L'atteggiamento intenzionale di Daniel Clement Dennett
di Domenico Turco

Quello di intenzionalità è uno dei concetti-chiave della filosofia della mente e della scienza cognitiva. L'intenzionalità indica quel complesso di eventi psichici che intenzionano la mente nell'atto di pensare a un determinato oggetto. Il primo teorico dell'intenzionalità fu il filosofo austriaco Franz Brentano (Marienberg, 1838 - Zurigo 1917), il quale la considerava un fenomeno tipicamente umano. Brentano può essere annoverato tra gli "internisti" perché riteneva che i fatti psichici fossero irriducibili a eventi esteriori o a processi di tipo fisico-quantitativo, in una prospettiva di mediazione tra il pensiero medievale e la filosofia di Cartesio.

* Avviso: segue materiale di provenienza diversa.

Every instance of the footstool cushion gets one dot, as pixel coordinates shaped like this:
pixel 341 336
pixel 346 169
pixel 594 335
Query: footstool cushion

Rispetto ai tempi di Brentano il concetto di intenzionalità ha subito moltissime trasformazioni, a seguito soprattutto degli sviluppi novecenteschi che lo hanno arricchito di nuovi significati e valenze, collegando l'intenzionalità stessa all'analogia mente-computer, o, meglio, al rapporto tra intelligenza naturale umana e intelligenza artificiale. La questione non interessa solo la filosofia o le scienze empiriche, ma riguarda anche l'etologia. In particolare, ci s'interroga se il comportamento di un animale possa autorizzare o meno a ipotizzarne qualche forma di intenzionalità, e come questa colleghi all'intelligenza umana o artificiale. Uno dei fatti psichici fondamentali dell'intenzionalità è la credenza, intesa quale paradigma di ogni sistema intenzionale.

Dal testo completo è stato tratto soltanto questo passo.